Cerda contends the Cubs have only 46 of the required 217 accessible seats at Wrigley Field, discounting seats with obstructed views such as the center field bleachers, which are located behind a screen that helps batters see the ball.
Cerda’s claim, as I have documented above, is incorrect. It is true that there are some accessible seats that have partly-obstructed views in the center field bleachers. Glass was installed over an accessible-seating area a couple of years ago apparently because some umpires thought that area, located above the batter’s eye suite in center field, was distracting to hitters. I disagree with that stand and would like to see that glass removed.
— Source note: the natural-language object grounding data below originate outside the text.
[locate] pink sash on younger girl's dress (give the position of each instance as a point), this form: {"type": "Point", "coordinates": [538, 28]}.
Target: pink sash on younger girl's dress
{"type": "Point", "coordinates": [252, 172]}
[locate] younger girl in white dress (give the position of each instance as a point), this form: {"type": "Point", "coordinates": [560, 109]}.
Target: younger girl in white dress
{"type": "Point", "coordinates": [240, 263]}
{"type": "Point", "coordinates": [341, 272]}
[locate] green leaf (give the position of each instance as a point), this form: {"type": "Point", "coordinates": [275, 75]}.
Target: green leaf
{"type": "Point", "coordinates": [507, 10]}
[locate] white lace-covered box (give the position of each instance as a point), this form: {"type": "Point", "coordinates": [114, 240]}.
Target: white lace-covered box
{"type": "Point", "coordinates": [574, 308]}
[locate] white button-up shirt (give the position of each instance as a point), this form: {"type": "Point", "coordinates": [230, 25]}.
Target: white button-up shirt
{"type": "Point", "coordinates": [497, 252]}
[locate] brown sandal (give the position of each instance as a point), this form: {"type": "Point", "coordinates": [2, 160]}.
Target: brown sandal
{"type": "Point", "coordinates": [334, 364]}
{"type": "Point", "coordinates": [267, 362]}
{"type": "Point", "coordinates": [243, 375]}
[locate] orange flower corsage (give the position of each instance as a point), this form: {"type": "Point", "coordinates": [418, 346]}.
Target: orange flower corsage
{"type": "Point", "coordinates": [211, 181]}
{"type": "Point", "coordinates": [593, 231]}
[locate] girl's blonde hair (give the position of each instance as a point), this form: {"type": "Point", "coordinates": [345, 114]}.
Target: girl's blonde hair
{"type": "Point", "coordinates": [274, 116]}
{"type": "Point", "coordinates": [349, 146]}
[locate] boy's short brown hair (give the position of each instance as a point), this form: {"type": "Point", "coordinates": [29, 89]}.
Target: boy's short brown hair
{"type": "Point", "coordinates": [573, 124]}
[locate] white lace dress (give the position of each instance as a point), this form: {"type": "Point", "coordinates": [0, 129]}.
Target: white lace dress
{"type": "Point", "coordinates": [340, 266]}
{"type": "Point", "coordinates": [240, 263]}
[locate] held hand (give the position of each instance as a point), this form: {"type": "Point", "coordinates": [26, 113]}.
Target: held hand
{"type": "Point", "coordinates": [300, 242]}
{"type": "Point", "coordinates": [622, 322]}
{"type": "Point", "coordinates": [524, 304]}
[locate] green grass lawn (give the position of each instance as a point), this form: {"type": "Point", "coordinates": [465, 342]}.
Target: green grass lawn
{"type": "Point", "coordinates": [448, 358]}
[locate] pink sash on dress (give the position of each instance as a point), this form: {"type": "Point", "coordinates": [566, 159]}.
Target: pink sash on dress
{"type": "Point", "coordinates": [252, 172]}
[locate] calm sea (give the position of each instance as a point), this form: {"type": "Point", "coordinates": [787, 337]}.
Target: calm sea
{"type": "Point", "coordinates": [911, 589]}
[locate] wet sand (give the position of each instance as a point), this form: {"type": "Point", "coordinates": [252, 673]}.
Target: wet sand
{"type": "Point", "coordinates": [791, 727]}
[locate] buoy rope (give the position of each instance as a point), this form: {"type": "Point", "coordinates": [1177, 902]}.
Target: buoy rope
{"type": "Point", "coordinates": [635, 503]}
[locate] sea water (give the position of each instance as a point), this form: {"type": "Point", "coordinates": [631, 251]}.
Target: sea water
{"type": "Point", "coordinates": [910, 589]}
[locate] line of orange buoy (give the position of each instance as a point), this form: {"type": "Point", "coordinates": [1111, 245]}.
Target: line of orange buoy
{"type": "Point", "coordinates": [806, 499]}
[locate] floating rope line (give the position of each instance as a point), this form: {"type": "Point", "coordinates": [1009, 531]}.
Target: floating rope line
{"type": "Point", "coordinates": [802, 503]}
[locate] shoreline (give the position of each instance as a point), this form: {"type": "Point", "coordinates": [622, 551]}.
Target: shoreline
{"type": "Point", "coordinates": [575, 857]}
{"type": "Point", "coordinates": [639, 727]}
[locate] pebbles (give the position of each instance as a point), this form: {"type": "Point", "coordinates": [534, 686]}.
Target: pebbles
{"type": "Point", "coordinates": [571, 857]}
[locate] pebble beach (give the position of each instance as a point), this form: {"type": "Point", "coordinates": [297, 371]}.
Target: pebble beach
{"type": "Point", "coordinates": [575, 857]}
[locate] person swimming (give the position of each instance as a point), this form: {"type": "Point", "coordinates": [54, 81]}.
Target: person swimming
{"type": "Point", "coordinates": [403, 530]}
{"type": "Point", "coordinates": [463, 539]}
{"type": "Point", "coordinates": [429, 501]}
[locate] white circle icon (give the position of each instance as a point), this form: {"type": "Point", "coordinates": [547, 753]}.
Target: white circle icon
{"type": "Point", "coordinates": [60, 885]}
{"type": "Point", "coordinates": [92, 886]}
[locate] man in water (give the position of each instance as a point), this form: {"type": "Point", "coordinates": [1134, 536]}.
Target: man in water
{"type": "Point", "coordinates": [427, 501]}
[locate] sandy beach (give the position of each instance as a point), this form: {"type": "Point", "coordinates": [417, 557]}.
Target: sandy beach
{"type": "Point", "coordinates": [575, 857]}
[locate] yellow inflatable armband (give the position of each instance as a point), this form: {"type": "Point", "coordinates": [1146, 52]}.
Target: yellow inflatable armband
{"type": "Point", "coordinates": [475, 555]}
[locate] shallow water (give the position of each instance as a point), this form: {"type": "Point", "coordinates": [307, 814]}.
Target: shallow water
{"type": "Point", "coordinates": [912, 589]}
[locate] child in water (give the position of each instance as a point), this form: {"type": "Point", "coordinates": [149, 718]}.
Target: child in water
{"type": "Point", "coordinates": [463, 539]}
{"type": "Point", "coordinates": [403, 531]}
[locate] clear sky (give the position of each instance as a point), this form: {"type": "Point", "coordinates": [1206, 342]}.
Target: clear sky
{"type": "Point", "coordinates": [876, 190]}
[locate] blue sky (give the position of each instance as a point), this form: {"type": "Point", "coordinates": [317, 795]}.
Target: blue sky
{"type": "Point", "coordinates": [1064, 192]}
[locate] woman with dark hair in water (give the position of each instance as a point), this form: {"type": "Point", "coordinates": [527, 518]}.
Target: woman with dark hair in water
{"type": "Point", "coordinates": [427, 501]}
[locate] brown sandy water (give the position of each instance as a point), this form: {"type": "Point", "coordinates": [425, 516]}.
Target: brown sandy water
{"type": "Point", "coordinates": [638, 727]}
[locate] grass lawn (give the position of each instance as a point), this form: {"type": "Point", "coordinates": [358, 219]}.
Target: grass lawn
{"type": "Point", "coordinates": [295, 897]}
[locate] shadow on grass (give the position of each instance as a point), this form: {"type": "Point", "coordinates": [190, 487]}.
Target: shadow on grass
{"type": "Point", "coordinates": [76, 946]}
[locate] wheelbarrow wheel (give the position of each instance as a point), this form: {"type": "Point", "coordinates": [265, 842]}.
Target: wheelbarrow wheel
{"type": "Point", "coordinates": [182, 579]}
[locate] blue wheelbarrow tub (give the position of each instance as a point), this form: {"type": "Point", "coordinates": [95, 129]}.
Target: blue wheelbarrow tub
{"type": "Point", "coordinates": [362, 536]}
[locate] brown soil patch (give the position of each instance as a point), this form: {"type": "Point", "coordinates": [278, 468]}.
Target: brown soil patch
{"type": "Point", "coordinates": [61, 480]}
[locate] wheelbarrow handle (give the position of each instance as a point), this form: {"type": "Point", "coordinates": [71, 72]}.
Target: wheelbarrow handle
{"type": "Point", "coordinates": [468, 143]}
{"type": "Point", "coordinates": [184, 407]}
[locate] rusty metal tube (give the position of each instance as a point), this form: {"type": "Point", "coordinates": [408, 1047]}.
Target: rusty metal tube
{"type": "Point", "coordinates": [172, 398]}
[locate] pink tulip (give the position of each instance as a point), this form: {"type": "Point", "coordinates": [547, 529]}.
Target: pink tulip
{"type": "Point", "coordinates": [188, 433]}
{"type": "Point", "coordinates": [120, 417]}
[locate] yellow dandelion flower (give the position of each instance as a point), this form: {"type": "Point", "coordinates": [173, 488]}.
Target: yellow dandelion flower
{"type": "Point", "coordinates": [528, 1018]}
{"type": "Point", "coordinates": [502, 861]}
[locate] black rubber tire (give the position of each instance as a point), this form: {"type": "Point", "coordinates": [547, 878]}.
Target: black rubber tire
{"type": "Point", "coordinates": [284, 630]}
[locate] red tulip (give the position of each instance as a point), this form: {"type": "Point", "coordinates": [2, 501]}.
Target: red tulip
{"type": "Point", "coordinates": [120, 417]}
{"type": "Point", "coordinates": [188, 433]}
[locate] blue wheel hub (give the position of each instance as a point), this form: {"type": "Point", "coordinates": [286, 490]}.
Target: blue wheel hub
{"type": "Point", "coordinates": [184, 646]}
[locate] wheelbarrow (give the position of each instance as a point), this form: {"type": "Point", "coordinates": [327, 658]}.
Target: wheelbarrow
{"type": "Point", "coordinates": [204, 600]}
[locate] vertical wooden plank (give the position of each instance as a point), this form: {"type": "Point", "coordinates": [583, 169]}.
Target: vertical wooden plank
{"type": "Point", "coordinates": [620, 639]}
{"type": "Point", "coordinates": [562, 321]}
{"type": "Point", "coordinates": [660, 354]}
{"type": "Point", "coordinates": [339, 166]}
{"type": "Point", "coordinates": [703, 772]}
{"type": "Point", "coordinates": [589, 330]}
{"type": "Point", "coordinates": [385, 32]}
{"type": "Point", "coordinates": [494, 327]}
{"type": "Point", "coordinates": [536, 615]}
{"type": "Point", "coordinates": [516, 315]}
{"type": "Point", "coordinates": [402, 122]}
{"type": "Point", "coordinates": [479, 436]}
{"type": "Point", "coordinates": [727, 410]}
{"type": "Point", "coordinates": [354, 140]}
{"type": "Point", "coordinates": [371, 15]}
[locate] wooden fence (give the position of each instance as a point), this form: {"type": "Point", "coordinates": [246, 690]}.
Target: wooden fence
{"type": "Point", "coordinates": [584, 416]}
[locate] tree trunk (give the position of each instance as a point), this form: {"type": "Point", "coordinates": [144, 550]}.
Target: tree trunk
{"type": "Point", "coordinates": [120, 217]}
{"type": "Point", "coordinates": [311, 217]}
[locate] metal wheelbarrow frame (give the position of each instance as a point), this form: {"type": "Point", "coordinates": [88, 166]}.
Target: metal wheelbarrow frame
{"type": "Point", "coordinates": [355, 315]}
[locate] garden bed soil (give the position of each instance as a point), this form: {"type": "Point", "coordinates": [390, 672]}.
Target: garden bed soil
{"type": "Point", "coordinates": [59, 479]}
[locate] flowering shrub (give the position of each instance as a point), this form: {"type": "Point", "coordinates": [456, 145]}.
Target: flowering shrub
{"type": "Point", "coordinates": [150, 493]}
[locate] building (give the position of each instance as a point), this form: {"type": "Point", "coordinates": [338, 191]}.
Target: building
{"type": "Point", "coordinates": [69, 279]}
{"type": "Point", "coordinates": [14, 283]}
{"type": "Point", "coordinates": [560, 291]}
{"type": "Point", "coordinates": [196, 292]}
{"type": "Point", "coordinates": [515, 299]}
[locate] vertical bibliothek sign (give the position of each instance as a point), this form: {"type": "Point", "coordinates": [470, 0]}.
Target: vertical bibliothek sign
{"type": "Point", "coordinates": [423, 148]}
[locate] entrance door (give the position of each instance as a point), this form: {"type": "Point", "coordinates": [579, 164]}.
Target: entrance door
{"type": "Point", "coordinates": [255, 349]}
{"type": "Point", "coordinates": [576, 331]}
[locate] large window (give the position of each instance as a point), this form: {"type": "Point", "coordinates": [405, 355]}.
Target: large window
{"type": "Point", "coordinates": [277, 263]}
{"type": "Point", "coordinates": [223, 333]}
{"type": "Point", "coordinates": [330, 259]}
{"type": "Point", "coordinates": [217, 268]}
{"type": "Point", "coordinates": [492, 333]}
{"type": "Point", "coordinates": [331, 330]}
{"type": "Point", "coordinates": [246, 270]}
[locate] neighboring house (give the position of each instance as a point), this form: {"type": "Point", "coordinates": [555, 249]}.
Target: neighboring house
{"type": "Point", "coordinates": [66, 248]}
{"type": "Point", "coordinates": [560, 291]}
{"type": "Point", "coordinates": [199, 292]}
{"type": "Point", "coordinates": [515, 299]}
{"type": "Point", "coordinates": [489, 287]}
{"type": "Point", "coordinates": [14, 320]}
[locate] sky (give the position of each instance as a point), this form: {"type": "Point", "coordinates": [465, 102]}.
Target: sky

As noted, there are only about 16 people who can fit in that area and it’s located high enough that any distraction to hitters should be minimal.
The Cubs have a security supervisor dedicated solely to helping people with disabilities. I have gotten to know this man pretty well and I can tell you that he spends hours every day trying to accommodate different questions and assistance needs for people with disabilities. There are multiple new elevators at Wrigley Field to help people in wheelchairs or with mobility issues to get around. And in addition to the seating mentioned above, there is room on the patio in left field, right next to where I sit, for people in wheelchairs and their companions. Security folks set aside areas for that pretty much every day.
This quote from above is demonstrably false:
The team also pushed the accessible seats behind home plate back several rows, making it impossible to see the “whole field of play” when spectators in front of him were standing, according to the lawsuit.
The seating area shown in the photo above is raised far enough above the seating below it that this shouldn’t be an issue. It appears to me to be similar to other raised areas for ADA seating that I have seen in other ballparks. There are areas in the bleachers, noted above, where this also isn’t a problem. The lawsuit, to me, appears to be a bit of sour grapes — this man’s preferred seating area in the right field bleachers was taken away, replaced by a patio area (underneath the right field video board), and there are plenty of accessible seating areas all around the ballpark where it’s entirely possible for someone confined to a wheelchair to see the “whole field of play” even when people are standing. Further, people who have seats don’t generally stand for the entire game. Conclusion: There are plenty of seating areas that would easily accommodate the fan who sued, but he chose not to accept that. That’s a personal choice, not something that would seem to stand up in a lawsuit.
I’m not a lawyer, but this suit seems baseless. The Cubs will pass the Justice Department inspection, in my view, and the suit should be thrown out.
And it has exactly zero to do with any potential trade of Kris Bryant.